Jetzt müssen wir die Änderung des Magnetfeldes (zweite Zeile links) zum Magnetfeld (erste Zeile rechts) addieren und bekommen das neue Magnetfeld (dritte Zeile rechts): Links von der Mitte wird das Magnetfeld kleiner, rechts von der Mitte wird es größer: Der Berg wandert nach rechts! Für das elektrische Feld geht das genauso (zweite Zeile rechts zur ersten zeile links addieren): Auch hier wird die Feldstärke links von der Mitte verkleinert, rechts von der Mitte vergrößert, auch hier wandert der Berg nach rechts.
Vergleicht man die dritte Zeile mit der ersten, sieht sie genauso aus, nur ein wenig nach rechts verschoben: Unser Berg bewegt sich! (Den passenden Kalauer mit Propheten und Bergen darf sich hier jeder selbst dazudenken…)

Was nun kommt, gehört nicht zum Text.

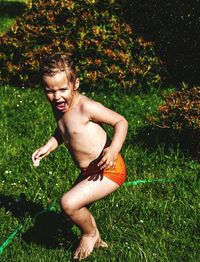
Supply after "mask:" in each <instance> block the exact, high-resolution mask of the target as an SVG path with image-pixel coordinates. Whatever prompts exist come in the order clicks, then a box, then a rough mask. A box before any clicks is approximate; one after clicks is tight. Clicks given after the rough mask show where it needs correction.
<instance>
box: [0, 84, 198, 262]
mask: <svg viewBox="0 0 200 262" xmlns="http://www.w3.org/2000/svg"><path fill="white" fill-rule="evenodd" d="M1 90H2V95H1V99H0V106H1V118H0V126H1V138H0V173H1V181H0V188H1V195H0V196H1V198H0V199H1V205H2V208H1V209H0V216H1V225H0V233H1V234H0V243H3V242H4V241H5V239H6V238H7V237H8V236H9V234H10V233H11V232H12V231H13V230H14V229H16V228H17V227H18V226H19V225H20V223H22V222H24V221H25V222H26V221H28V224H27V222H26V225H25V227H24V229H23V231H22V233H21V234H18V235H17V236H16V237H15V239H14V240H13V241H12V242H11V243H10V245H9V246H8V247H7V248H5V250H4V252H3V254H2V257H1V258H2V260H1V261H12V260H13V261H37V260H38V261H69V260H70V256H71V253H72V251H73V245H74V243H76V242H77V240H76V237H73V236H72V235H73V234H75V235H79V231H78V230H77V229H76V228H75V227H71V224H69V221H67V220H66V221H65V220H64V219H63V218H62V217H61V215H60V210H59V199H60V197H61V196H62V194H63V192H65V191H67V190H68V189H69V188H70V186H71V185H72V183H73V181H74V179H75V177H76V176H77V175H78V173H79V171H78V169H77V168H76V167H75V165H74V164H73V162H72V160H71V158H70V156H69V154H68V153H67V151H66V149H65V148H64V146H61V147H60V148H59V149H58V150H57V151H55V152H54V153H52V154H51V155H50V156H49V157H48V158H47V159H45V160H43V161H42V163H41V165H40V167H38V168H33V167H32V164H31V154H32V152H33V151H34V150H35V148H37V147H38V146H40V145H42V144H43V143H44V141H46V140H47V138H48V137H50V135H51V133H52V131H53V130H54V127H55V123H54V119H53V116H52V113H51V109H50V106H49V104H48V103H47V101H46V100H45V97H44V94H43V93H42V92H41V91H40V90H23V89H15V88H12V87H6V88H5V87H1ZM88 95H89V96H90V97H92V98H94V99H96V100H98V101H100V102H103V103H104V104H105V105H107V106H109V107H111V108H114V109H115V110H117V111H118V112H120V113H122V114H123V115H125V117H126V118H127V119H128V121H129V125H130V128H129V134H128V137H127V141H126V143H125V145H124V148H123V155H124V157H125V160H126V164H127V171H128V177H127V181H133V180H137V179H145V178H173V179H175V182H173V183H163V184H161V183H157V184H156V183H155V184H144V185H138V186H127V187H125V186H123V187H121V188H120V189H119V190H118V191H116V192H115V193H113V194H112V195H110V196H108V197H107V198H105V199H104V200H102V201H99V202H97V203H95V204H94V205H93V206H92V208H91V212H92V213H93V214H94V216H95V217H96V219H97V222H98V225H99V227H100V231H101V233H102V236H103V238H104V239H105V240H106V241H108V243H109V245H110V248H109V249H108V250H103V251H101V250H97V251H95V252H94V254H93V255H92V256H91V257H90V258H88V259H87V261H198V260H199V258H200V257H199V253H198V251H199V231H198V223H199V221H198V213H199V180H198V174H199V171H200V166H199V164H198V163H196V162H195V161H192V160H189V159H186V158H185V157H184V155H183V154H182V152H181V151H180V149H179V148H178V147H176V148H173V147H172V146H170V145H168V146H166V145H165V144H164V141H165V140H163V141H162V142H160V140H159V141H156V138H155V139H154V141H152V146H150V145H149V146H148V147H146V146H145V145H146V144H144V143H143V142H142V140H145V139H146V137H145V134H144V135H143V139H142V137H140V139H139V138H138V141H135V139H134V138H135V137H136V136H138V134H139V133H140V130H141V129H142V130H145V128H147V127H148V123H147V121H146V116H147V115H149V114H151V113H155V111H156V107H157V105H158V104H160V103H161V102H162V99H161V96H160V95H159V92H154V93H149V94H146V95H142V96H138V95H134V94H132V95H130V94H129V95H126V94H123V95H120V94H118V93H113V95H112V96H110V95H108V96H106V95H105V93H104V94H103V93H98V94H94V93H89V94H88ZM108 132H110V133H111V130H110V129H108ZM142 134H143V133H142ZM146 135H147V134H146ZM158 142H159V143H158ZM50 204H52V205H54V206H55V207H56V208H57V211H56V212H49V213H44V214H41V215H40V216H38V217H37V218H36V219H35V220H34V219H33V217H34V214H35V213H37V212H38V211H40V210H43V209H45V208H46V207H47V206H49V205H50ZM13 257H14V259H13Z"/></svg>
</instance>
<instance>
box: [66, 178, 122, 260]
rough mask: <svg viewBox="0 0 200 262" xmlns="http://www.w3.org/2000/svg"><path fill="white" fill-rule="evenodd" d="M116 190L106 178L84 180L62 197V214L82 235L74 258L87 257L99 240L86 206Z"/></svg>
mask: <svg viewBox="0 0 200 262" xmlns="http://www.w3.org/2000/svg"><path fill="white" fill-rule="evenodd" d="M117 188H119V185H118V184H116V183H115V182H113V181H112V180H110V179H108V178H107V177H103V179H102V180H96V181H94V180H89V179H88V178H86V179H85V180H83V181H81V182H80V183H78V184H77V185H75V186H74V187H73V188H72V189H71V190H70V191H68V192H67V193H65V194H64V195H63V197H62V199H61V206H62V208H63V210H64V212H65V213H66V215H67V216H68V217H69V218H70V219H71V220H72V221H73V222H74V223H75V224H76V225H77V226H79V228H80V229H81V230H82V234H83V235H82V238H81V241H80V245H79V247H78V248H77V250H76V252H75V254H74V257H75V258H85V257H87V256H88V255H89V254H90V253H91V252H92V250H93V248H94V246H95V244H97V242H98V241H99V239H100V236H99V232H98V229H97V227H96V222H95V220H94V218H93V217H92V215H91V213H90V212H89V210H88V209H87V205H89V204H91V203H93V202H94V201H96V200H99V199H102V198H103V197H105V196H107V195H109V194H110V193H112V192H113V191H115V190H116V189H117ZM104 244H105V243H104ZM102 245H103V243H102Z"/></svg>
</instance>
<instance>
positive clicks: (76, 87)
mask: <svg viewBox="0 0 200 262" xmlns="http://www.w3.org/2000/svg"><path fill="white" fill-rule="evenodd" d="M43 83H44V90H45V93H46V96H47V99H48V100H49V102H50V103H51V104H52V106H53V107H54V108H56V109H57V110H59V111H61V112H63V113H64V112H66V111H68V110H70V109H71V106H72V102H73V99H74V95H75V93H76V91H75V90H76V89H77V88H78V86H79V79H78V78H77V79H76V82H75V83H69V81H68V80H67V76H66V73H65V72H59V73H57V74H55V75H54V76H44V77H43Z"/></svg>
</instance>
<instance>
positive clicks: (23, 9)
mask: <svg viewBox="0 0 200 262" xmlns="http://www.w3.org/2000/svg"><path fill="white" fill-rule="evenodd" d="M25 8H26V4H25V3H20V2H18V1H12V2H7V1H1V0H0V17H4V16H8V17H10V18H15V17H16V16H20V15H21V14H22V13H23V12H24V10H25Z"/></svg>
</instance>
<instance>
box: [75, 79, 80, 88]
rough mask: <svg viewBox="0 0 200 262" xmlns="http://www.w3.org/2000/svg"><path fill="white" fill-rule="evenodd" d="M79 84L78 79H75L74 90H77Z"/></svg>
mask: <svg viewBox="0 0 200 262" xmlns="http://www.w3.org/2000/svg"><path fill="white" fill-rule="evenodd" d="M79 84H80V80H79V78H76V80H75V86H74V90H77V89H78V88H79Z"/></svg>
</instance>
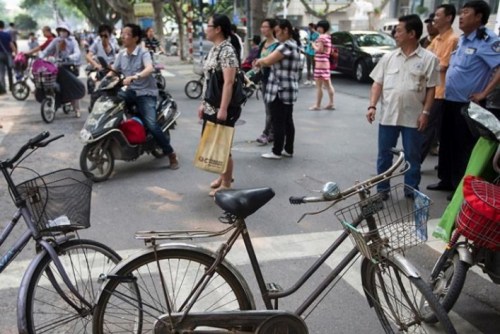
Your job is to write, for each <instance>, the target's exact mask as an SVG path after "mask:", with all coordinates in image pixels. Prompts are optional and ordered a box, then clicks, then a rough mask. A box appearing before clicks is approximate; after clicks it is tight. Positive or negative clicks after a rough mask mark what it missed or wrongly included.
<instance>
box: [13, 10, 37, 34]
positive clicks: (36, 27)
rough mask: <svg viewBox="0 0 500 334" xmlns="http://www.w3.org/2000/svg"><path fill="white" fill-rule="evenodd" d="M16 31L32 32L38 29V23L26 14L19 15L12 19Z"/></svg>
mask: <svg viewBox="0 0 500 334" xmlns="http://www.w3.org/2000/svg"><path fill="white" fill-rule="evenodd" d="M14 23H15V24H16V27H17V29H19V30H26V31H28V30H29V31H33V30H36V29H37V28H38V23H37V22H36V21H35V20H33V19H32V18H31V16H30V15H27V14H19V15H17V16H16V17H15V18H14Z"/></svg>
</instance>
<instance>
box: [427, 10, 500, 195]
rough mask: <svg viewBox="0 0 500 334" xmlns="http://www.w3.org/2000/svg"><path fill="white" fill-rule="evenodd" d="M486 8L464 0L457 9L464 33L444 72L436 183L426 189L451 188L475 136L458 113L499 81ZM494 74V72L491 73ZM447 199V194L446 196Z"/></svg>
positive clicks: (497, 52)
mask: <svg viewBox="0 0 500 334" xmlns="http://www.w3.org/2000/svg"><path fill="white" fill-rule="evenodd" d="M489 16H490V7H489V6H488V4H487V3H486V2H484V1H481V0H474V1H469V2H467V3H466V4H465V5H464V6H463V7H462V10H461V12H460V17H459V28H460V29H461V30H462V31H463V32H464V34H463V35H462V36H461V37H460V39H459V42H458V46H457V49H456V50H455V51H454V52H453V54H452V56H451V60H450V66H449V69H448V71H447V72H446V86H445V100H444V104H443V122H442V125H441V136H440V148H439V168H438V177H439V179H440V182H439V183H436V184H431V185H429V186H428V187H427V189H429V190H444V191H454V190H455V189H456V188H457V186H458V184H459V183H460V180H461V179H462V177H463V175H464V173H465V169H466V167H467V163H468V160H469V157H470V154H471V152H472V148H473V147H474V145H475V142H476V140H477V138H474V136H473V135H472V133H471V131H470V130H469V128H468V126H467V123H466V121H465V118H464V117H463V116H462V114H461V110H462V109H463V108H467V107H468V105H469V102H470V101H473V102H476V103H480V104H483V103H484V102H485V99H486V96H487V95H488V94H489V93H490V92H491V91H492V90H493V89H494V88H495V86H496V85H497V83H498V82H499V81H500V71H496V72H495V70H496V69H497V68H498V67H499V66H500V40H499V38H498V37H497V36H496V35H495V34H494V32H493V31H491V30H489V29H487V28H486V27H485V25H486V23H487V22H488V18H489ZM493 73H495V74H493ZM448 198H449V199H451V195H450V196H448Z"/></svg>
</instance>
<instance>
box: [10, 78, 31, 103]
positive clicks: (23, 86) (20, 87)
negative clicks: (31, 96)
mask: <svg viewBox="0 0 500 334" xmlns="http://www.w3.org/2000/svg"><path fill="white" fill-rule="evenodd" d="M29 95H30V87H29V86H28V84H27V83H26V82H24V81H18V82H16V83H15V84H14V85H13V86H12V96H13V97H14V98H15V99H16V100H18V101H24V100H26V99H27V98H28V96H29Z"/></svg>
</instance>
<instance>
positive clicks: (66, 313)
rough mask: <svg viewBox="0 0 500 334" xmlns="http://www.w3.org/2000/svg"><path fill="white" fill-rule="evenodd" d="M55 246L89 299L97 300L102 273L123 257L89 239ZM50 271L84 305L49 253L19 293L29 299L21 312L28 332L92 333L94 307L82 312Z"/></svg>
mask: <svg viewBox="0 0 500 334" xmlns="http://www.w3.org/2000/svg"><path fill="white" fill-rule="evenodd" d="M55 248H56V251H57V254H58V255H59V259H60V260H61V263H62V264H63V266H64V269H65V271H66V273H67V274H68V276H69V278H70V280H71V282H72V283H73V285H74V286H75V288H76V289H77V290H78V292H79V293H80V294H81V295H82V296H83V297H85V299H86V300H87V301H89V302H92V304H93V303H95V301H96V299H97V296H98V293H99V286H100V283H101V282H99V275H100V274H107V273H108V272H109V271H110V270H111V269H113V268H114V266H115V265H116V264H117V263H118V262H119V261H120V260H121V258H120V256H119V255H118V254H117V253H116V252H115V251H113V250H112V249H111V248H109V247H108V246H106V245H104V244H101V243H99V242H96V241H93V240H85V239H77V240H69V241H66V242H64V243H62V244H60V245H58V246H57V247H55ZM47 270H50V272H52V274H53V275H54V277H55V278H56V280H57V282H58V283H59V287H61V288H62V289H63V290H64V292H65V295H66V297H68V298H69V299H70V300H71V301H72V302H74V303H75V304H76V305H78V306H81V307H84V306H82V302H81V301H80V300H79V299H78V298H77V297H76V296H74V295H73V294H72V293H71V292H69V289H68V287H67V286H66V285H65V284H64V283H63V281H62V278H61V276H60V274H59V272H58V271H57V269H56V267H55V265H54V263H53V262H52V258H51V257H50V255H49V254H45V256H43V257H42V258H41V260H40V261H39V262H38V264H37V265H36V268H35V270H34V271H33V274H32V275H31V277H29V278H28V282H29V283H28V286H27V289H22V291H24V293H23V295H22V296H21V293H20V296H19V298H22V300H24V301H25V302H24V306H25V307H24V309H23V310H21V312H22V314H24V317H25V319H26V328H27V331H28V333H29V334H41V333H82V332H83V333H88V332H90V329H91V328H92V324H91V323H92V317H91V312H92V310H89V312H88V314H87V315H79V314H78V313H77V311H76V310H75V309H74V308H72V307H71V306H70V305H69V304H67V303H66V301H64V299H63V298H62V297H61V296H60V295H59V294H58V292H57V291H56V288H54V286H53V285H52V284H51V282H50V280H49V276H48V271H47ZM51 311H52V312H51ZM87 329H88V331H87Z"/></svg>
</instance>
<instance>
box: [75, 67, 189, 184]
mask: <svg viewBox="0 0 500 334" xmlns="http://www.w3.org/2000/svg"><path fill="white" fill-rule="evenodd" d="M110 70H111V69H110ZM115 74H116V76H115V77H114V78H113V79H112V80H108V79H104V80H102V81H101V83H100V84H99V86H98V87H97V88H96V92H97V91H99V92H100V93H102V94H101V95H100V96H99V98H97V100H96V101H95V103H94V105H93V107H92V112H91V113H90V114H89V117H88V118H87V120H86V121H85V125H84V126H83V129H82V130H81V131H80V138H81V140H82V141H83V143H84V145H85V146H84V147H83V149H82V152H81V154H80V168H81V169H82V170H83V171H85V172H89V173H90V175H92V176H91V178H92V180H93V181H95V182H99V181H105V180H107V179H108V178H109V177H110V176H111V173H112V172H113V169H114V162H115V159H116V160H125V161H132V160H135V159H137V158H139V157H140V156H141V155H142V154H144V153H148V154H152V155H153V156H154V157H156V158H160V157H163V151H162V149H161V148H160V147H159V146H158V145H157V143H156V141H155V140H154V139H153V136H152V135H151V134H149V133H148V134H147V136H146V140H145V141H144V142H143V143H141V144H131V143H130V142H129V140H128V139H127V137H126V135H125V133H124V132H123V131H122V129H121V128H120V125H121V124H122V122H123V121H125V120H127V119H130V118H131V117H132V116H134V114H135V112H134V111H135V108H133V109H132V110H129V109H128V108H127V106H126V104H125V102H124V101H123V99H121V98H120V97H119V96H118V92H119V91H120V90H121V89H123V88H124V85H123V80H124V79H125V77H124V75H123V74H122V73H118V72H116V71H115ZM156 115H157V122H158V124H159V125H160V128H161V129H162V131H163V133H165V134H166V135H169V131H170V129H173V128H174V127H175V124H176V119H177V118H178V117H179V115H180V112H179V111H178V110H177V103H176V102H175V101H174V99H173V98H172V96H171V95H170V94H169V93H168V92H167V91H166V90H165V89H159V98H158V103H157V107H156Z"/></svg>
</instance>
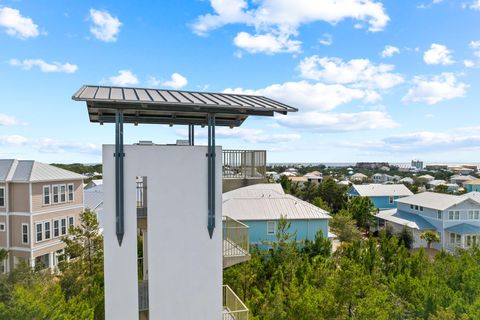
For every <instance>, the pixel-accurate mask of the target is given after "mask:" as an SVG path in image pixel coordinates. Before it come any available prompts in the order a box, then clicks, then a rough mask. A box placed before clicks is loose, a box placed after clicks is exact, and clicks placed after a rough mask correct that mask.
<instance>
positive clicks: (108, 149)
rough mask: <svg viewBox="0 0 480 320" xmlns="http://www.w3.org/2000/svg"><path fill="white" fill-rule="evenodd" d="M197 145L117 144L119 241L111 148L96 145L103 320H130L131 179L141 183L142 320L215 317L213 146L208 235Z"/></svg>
mask: <svg viewBox="0 0 480 320" xmlns="http://www.w3.org/2000/svg"><path fill="white" fill-rule="evenodd" d="M206 152H207V147H205V146H195V147H190V146H125V160H124V161H125V237H124V240H123V244H122V247H119V246H118V242H117V239H116V235H115V212H114V199H115V188H114V178H115V176H114V163H115V159H114V158H113V153H114V146H113V145H106V146H104V147H103V154H104V155H103V156H104V193H105V202H104V211H103V215H104V222H105V223H104V228H105V295H106V296H105V308H106V319H107V320H109V319H115V320H116V319H138V285H137V270H136V209H135V205H136V204H135V177H136V176H146V177H147V181H148V190H147V192H148V195H147V201H148V203H147V207H148V232H147V236H148V253H147V254H148V269H149V271H148V277H149V298H150V308H149V311H150V319H176V320H187V319H205V320H212V319H221V312H222V287H221V285H222V220H221V217H222V202H221V195H222V193H221V190H222V180H221V169H222V167H221V166H222V165H221V147H217V149H216V153H217V161H216V173H217V174H216V209H217V210H216V226H217V227H216V229H215V232H214V235H213V239H210V237H209V235H208V231H207V157H206V156H205V154H206Z"/></svg>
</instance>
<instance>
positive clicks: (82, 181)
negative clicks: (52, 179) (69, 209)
mask: <svg viewBox="0 0 480 320" xmlns="http://www.w3.org/2000/svg"><path fill="white" fill-rule="evenodd" d="M69 183H73V185H74V194H73V201H72V202H68V190H67V194H66V197H67V201H66V202H65V203H56V204H53V203H52V199H53V191H52V188H51V186H53V185H62V184H64V185H68V184H69ZM47 185H48V186H50V204H49V205H44V204H43V186H47ZM74 205H77V206H79V205H82V206H83V181H82V180H76V181H72V180H64V181H47V182H38V183H32V212H40V211H51V210H57V209H62V208H67V207H71V206H74Z"/></svg>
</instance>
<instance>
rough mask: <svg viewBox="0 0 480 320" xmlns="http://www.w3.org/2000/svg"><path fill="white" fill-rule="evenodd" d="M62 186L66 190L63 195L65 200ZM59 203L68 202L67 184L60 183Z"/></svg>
mask: <svg viewBox="0 0 480 320" xmlns="http://www.w3.org/2000/svg"><path fill="white" fill-rule="evenodd" d="M62 187H63V188H64V190H65V192H64V193H63V195H64V196H65V200H64V201H62ZM58 194H59V199H58V200H59V203H67V202H68V201H67V200H68V198H67V185H66V184H61V185H60V189H59V193H58Z"/></svg>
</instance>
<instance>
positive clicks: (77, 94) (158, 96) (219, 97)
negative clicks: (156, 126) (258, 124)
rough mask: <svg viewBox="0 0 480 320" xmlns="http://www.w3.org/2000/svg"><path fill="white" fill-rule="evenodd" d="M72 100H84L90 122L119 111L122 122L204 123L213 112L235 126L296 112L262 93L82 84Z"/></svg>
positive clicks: (297, 110) (72, 98)
mask: <svg viewBox="0 0 480 320" xmlns="http://www.w3.org/2000/svg"><path fill="white" fill-rule="evenodd" d="M72 99H73V100H76V101H85V102H86V103H87V107H88V114H89V117H90V121H91V122H99V123H115V113H116V111H117V110H122V111H123V117H124V122H125V123H134V124H139V123H151V124H169V125H175V124H179V125H201V126H205V125H208V123H207V122H208V120H207V115H208V114H209V113H213V114H215V118H216V125H217V126H229V127H238V126H240V125H241V124H242V123H243V121H245V119H246V118H247V117H248V116H249V115H254V116H273V115H274V113H275V112H277V113H280V114H287V113H288V112H296V111H298V110H297V109H296V108H293V107H290V106H287V105H285V104H283V103H280V102H277V101H274V100H272V99H269V98H266V97H262V96H255V95H246V94H226V93H209V92H190V91H178V90H162V89H146V88H126V87H125V88H123V87H108V86H89V85H86V86H82V87H81V88H80V90H78V91H77V92H76V93H75V94H74V95H73V97H72Z"/></svg>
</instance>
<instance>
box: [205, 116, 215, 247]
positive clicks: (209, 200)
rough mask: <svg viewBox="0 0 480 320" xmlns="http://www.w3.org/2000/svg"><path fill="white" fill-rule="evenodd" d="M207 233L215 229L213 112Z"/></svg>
mask: <svg viewBox="0 0 480 320" xmlns="http://www.w3.org/2000/svg"><path fill="white" fill-rule="evenodd" d="M207 124H208V149H207V158H208V235H209V236H210V239H211V238H212V236H213V230H214V229H215V157H216V155H215V114H208V116H207Z"/></svg>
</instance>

Anmerkung für alle, die ganz genau hingeguckt haben: Ja, ich habe ein bisschen geschummelt. Genau am höchsten Punkt des Berges ist die Änderung des Feldes ja immer gerade Null – also scheint sich die Bergspitze doch nicht bewegen zu können! Das ist prinzipiell auch richtig – rechts vom Berg erhöht sich der Wert, links vom Berg verringert er sich, aber der Berg selbst bleibt zunächst auf seinem Wert. Erst wenn man noch einen zweiten Schritt macht (von “gleich” auf “gleich nach gleich”), dann verschiebt sich das Maximum wirklich. (Mathematiker sehen natürlich sofort, dass das daran liegt, dass am Maximum die erste Ableitung verschwindet.)
Wenn wir jetzt mehrere solcher Berge (und passende Täler) hintereinanderzeichnen, dann sieht das etwa so aus (Bild von Wikipedia, die können besser zeichnen als ich, allerdings haben sie E und B um 90Grad verdreht…)
By SuperManu – Self, based on Image:Onde electromagnetique.png, CC BY-SA 3.0, Link
Mit mehreren Bergen hintereinander funktioniert das Spiel genauso wie vorher, auch diesmal wird jeder Berg (und jedes Tal) nach rechts verschoben. Man nennt dieses Gebilde eine elektromagnetische Welle.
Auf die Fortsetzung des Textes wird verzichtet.